La première méthode agit donc comme une orientation descendante, depuis le sens des mots vers les propositions visuelles. La seconde suit une logique ascendante, depuis les motifs observés dans les images vers des regroupements possibles. Leur combinaison permet à OAK de suggérer et de valider des catégories que le modèle n’avait pas reçues sous forme d’exemples explicites.
Catégorisation classique et OAK : deux façons de lire une même image
Catégorisation classique
- S’appuie sur un ensemble de classes défini avant l’entraînement.
- Cherche principalement à attribuer la bonne étiquette à un objet visible.
- Interprète plus difficilement une même image selon plusieurs objectifs.
- Dispose de peu de mécanismes pour faire apparaître des catégories non prévues.
Approche OAK
- Utilise le contexte pour reformuler les catégories pertinentes.
- Étend CLIP avec des tokens contextuels appris sur des données étiquetées et non étiquetées.
- Associe guidage sémantique et regroupement de motifs visuels.
- Peut proposer des concepts nouveaux à partir de données non étiquetées.

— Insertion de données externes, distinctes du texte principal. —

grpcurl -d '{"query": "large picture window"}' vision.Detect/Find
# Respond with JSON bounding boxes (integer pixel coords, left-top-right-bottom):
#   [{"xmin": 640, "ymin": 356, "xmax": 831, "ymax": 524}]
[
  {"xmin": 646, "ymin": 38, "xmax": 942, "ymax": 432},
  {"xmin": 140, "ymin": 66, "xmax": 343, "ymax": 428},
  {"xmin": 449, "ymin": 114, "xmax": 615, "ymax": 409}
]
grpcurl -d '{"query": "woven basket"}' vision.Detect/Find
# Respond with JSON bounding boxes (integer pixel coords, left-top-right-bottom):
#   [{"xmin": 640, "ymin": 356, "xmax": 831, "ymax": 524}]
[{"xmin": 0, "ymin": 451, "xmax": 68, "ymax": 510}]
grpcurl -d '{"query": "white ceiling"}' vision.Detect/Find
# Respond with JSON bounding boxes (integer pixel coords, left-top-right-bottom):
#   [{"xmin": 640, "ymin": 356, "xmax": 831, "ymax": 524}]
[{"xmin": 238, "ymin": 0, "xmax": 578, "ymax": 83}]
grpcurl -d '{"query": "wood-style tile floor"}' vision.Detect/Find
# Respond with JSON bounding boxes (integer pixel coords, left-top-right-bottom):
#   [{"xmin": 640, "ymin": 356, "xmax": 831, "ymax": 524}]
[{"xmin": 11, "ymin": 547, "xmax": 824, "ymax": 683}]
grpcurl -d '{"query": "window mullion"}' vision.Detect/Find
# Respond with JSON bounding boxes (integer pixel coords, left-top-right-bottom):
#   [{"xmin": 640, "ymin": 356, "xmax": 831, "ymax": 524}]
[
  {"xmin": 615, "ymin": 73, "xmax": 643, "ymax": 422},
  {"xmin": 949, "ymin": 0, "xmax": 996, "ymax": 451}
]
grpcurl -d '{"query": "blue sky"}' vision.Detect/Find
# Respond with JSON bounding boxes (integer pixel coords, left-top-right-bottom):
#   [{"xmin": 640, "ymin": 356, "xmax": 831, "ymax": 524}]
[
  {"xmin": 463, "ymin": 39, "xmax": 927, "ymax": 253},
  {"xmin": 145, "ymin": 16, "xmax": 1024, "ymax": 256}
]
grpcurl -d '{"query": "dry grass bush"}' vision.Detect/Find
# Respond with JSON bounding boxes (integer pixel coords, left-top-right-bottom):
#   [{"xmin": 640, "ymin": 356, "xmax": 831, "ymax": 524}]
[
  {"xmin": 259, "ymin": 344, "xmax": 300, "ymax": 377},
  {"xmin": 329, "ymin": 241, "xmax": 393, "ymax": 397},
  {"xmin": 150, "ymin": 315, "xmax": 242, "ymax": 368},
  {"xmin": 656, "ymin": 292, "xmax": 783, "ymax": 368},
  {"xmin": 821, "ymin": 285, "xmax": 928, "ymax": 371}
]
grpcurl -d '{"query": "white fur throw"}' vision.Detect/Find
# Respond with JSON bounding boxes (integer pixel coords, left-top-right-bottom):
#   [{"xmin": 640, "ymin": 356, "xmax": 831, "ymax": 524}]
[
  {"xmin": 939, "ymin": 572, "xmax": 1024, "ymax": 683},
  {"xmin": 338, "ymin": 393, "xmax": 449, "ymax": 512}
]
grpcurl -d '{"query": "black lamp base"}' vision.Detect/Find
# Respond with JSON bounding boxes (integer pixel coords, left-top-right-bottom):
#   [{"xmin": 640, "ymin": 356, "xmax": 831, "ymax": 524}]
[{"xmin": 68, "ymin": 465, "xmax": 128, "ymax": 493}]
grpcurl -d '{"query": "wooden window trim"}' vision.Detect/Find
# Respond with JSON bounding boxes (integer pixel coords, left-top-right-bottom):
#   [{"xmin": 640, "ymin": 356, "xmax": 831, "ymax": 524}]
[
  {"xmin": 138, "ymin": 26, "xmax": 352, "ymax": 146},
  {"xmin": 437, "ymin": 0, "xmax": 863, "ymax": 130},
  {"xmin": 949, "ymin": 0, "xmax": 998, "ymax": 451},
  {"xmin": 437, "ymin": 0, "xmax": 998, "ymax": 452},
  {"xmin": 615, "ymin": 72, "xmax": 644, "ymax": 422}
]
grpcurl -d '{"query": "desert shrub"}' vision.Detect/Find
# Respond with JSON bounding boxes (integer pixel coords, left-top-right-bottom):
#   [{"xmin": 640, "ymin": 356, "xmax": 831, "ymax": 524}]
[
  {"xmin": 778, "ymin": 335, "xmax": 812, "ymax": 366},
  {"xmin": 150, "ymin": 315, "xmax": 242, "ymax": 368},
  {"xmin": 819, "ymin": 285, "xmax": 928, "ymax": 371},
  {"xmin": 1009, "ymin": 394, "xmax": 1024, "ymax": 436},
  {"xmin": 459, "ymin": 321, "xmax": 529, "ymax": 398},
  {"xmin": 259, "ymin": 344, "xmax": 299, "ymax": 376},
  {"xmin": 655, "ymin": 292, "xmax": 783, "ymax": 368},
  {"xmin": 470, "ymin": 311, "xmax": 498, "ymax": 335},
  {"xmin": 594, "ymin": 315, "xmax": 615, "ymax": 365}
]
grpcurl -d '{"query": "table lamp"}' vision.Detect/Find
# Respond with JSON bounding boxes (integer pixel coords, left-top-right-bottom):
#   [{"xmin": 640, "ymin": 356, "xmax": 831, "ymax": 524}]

Quels résultats OAK a-t-il obtenus ?
Les chercheurs ont évalué leur système sur plusieurs jeux de données, dont Stanford et Clevr-4. Les résultats rapportés mettent en avant à la fois l’exactitude de la reconnaissance et la capacité du modèle à faire émerger des concepts nouveaux.
Sur le jeu de données Stanford consacré à l’identification des émotions, OAK a atteint un score de précision de 87,4 %. Ce résultat place la méthode devant des approches précédentes, notamment CLIP. Les évaluations citées indiquent également un avantage d’OAK dans la découverte de concepts sur les jeux de données testés.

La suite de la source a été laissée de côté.